And send where? Upstrem? Where we have a different build config than them? (Let alone think about external libraries). Do we really want our LO to "phone home" on a crash? Do we want to set up a web service for those reports? (The latter one definitely is no)
Well I am not a familiar with QA, but according to what I understand, in TDF releases (I tried nightly before going back to Debian as it was useless), when LO crashes, a crash report is somewhere on the TDF infra. It also is stored on the locl computer. From this file, a user can check wether a bug is opened or not and if not, fill one with reproducible steps and this file to help upstream devs.
Nethertheless I understand that if our build config is different, it may be less relevant. But then, how should users address crashes? Reporting on Debian BTS? Upstream explaining this differences? Only a reproducible scenario and not any trace?
See for example
For a meaningful backtrace you just need the *-dbgsym's, not necessarily the "crash reporter".

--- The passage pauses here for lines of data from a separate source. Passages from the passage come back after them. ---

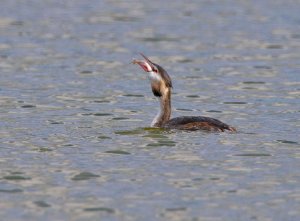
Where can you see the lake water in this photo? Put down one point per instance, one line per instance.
(75, 114)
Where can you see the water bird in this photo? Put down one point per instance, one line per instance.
(161, 85)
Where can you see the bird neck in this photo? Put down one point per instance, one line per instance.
(165, 110)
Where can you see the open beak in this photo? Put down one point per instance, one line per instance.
(146, 64)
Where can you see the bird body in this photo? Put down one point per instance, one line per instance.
(161, 86)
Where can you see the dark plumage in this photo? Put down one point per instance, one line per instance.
(161, 85)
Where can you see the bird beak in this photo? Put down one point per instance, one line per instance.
(146, 64)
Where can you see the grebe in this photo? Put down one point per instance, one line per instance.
(161, 85)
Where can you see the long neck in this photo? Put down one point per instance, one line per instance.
(165, 110)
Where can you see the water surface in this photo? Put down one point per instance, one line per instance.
(75, 142)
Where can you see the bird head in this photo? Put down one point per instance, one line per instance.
(160, 80)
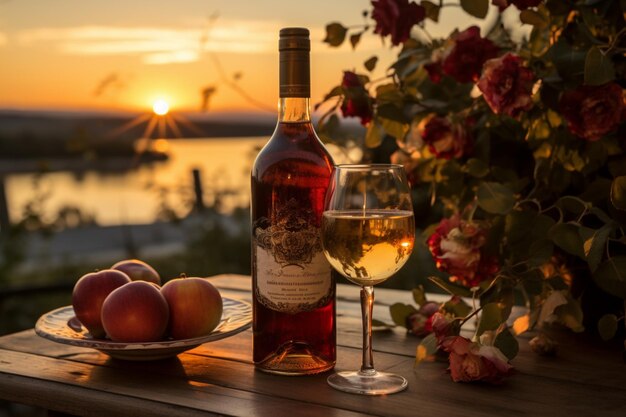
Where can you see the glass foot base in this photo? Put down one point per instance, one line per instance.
(376, 383)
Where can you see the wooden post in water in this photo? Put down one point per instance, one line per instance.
(5, 222)
(197, 188)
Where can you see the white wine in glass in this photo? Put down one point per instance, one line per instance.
(368, 232)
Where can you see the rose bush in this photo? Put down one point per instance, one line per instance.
(519, 145)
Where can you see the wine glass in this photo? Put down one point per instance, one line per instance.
(368, 231)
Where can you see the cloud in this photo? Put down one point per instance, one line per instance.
(156, 45)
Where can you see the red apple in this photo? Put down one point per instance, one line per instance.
(138, 270)
(135, 312)
(90, 292)
(195, 307)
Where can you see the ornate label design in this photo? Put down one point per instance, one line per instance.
(293, 274)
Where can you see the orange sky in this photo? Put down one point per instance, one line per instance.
(122, 55)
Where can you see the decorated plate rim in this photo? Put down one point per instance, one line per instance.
(60, 325)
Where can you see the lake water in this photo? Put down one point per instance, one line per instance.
(135, 196)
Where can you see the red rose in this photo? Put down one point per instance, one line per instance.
(444, 139)
(356, 101)
(507, 85)
(457, 247)
(520, 4)
(464, 60)
(592, 112)
(396, 18)
(474, 362)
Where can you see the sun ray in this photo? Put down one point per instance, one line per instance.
(188, 124)
(128, 125)
(174, 127)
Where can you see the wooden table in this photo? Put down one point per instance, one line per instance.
(586, 378)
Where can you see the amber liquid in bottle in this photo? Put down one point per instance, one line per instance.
(293, 287)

Yes but it also requirs skills related to gdb then, doesn't it? I mean, -dbgsym are a base to get relevant crash reports, but how to generate them? The only way I know is running gdb, but il Libreoffice the problem is knowing on which binary.
I perfectly admit that I am not a tchnician, and that is exactly why I try having solutions to help trace and fix bugs upstream without programming skills.
And then there's it using libbreakpad. Which TTBOMK is not packaged, and I am not going to do that (and I am not going to use the internal library for this either).
I can understand, I did not know what implied such wish, hence my will to open the topic.
And if I read upstreams configure.ac right the default for --enable-breakpad even is no. So no: won't do it.
My question is then: is reporting bug upstream from a Debian build relevant? If yes, should not we write something to assist users doing it (a short wiki page about how to help debugging LO from a Debian release)?